L’esclave numérique a accès à tous les savoirs possibles. À partir de cette connaissance, il sait appliquer n’importe quelle procédure intellectuelle. Il est donc performant pour des tâches sans imagination. Rapprocher une situation d’une procédure juridique et en lister les articles de lois afférents, repérer une fracture sur une radio, …

Dans l’art, il peut établir toutes les musiques du monde en fonction de logiques musicales. Il peut aussi redessiner une image en utilisant les techniques de telles ou telles écoles d’art. L’esclave numérique prend la place de ceux qui ont passé des années à perfectionner leurs connaissances.  

Ainsi, ce nouveau protagoniste offre ses services à ceux qui ont des besoins de conseils ou des idées à développer pour un prix inférieur à un café par jour. Impossible de faire mieux. On peut aisément imaginer que ses talents désengorgent hôpitaux et tribunaux en apportant des réponses pertinentes aux plus précaires.  

L’esclave numérique pourrait être vu comme une évolution de son homologue énergétique. Mais plus le temps et plus les besoins en énergie nécessaires diminuent pour arriver au même résultat. Difficile alors d’établir un standard physique sur ses apports à la société. 

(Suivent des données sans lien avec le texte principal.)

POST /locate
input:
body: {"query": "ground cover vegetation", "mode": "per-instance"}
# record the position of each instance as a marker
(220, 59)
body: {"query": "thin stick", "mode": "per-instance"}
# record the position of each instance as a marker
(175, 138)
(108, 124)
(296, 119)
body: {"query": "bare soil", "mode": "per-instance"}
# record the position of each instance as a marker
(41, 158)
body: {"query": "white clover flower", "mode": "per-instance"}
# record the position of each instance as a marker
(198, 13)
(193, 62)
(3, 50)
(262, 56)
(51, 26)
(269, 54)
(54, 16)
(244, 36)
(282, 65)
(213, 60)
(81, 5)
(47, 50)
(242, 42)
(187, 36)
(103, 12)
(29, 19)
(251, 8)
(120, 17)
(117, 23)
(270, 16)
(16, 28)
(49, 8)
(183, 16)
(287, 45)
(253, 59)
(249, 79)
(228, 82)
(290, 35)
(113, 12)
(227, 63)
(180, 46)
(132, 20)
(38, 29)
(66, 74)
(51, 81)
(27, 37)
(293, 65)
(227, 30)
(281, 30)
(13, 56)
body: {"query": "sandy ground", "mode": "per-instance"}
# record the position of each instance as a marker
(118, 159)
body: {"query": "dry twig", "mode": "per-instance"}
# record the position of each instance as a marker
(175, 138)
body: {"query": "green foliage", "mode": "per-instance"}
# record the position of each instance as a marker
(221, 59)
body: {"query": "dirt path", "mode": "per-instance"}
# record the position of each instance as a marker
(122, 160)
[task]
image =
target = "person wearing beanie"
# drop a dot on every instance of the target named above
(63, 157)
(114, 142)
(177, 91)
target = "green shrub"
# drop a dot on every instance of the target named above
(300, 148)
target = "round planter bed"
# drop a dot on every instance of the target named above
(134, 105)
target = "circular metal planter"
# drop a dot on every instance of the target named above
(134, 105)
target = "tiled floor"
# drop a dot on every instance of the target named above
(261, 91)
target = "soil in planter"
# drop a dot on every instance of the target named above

Comme son équivalent énergétique, l’esclave numérique fera la richesse des pays qui sauront l’intégrer au mieux. Comme son homologue, il subira les polémiques sur le désordre qu’il entraînera par son existence. L’esclave numérique est une réalité accessible à tous. Apprenons à l’utiliser pour notre bien.

Partager l'article !!

J’ai de la chance !!!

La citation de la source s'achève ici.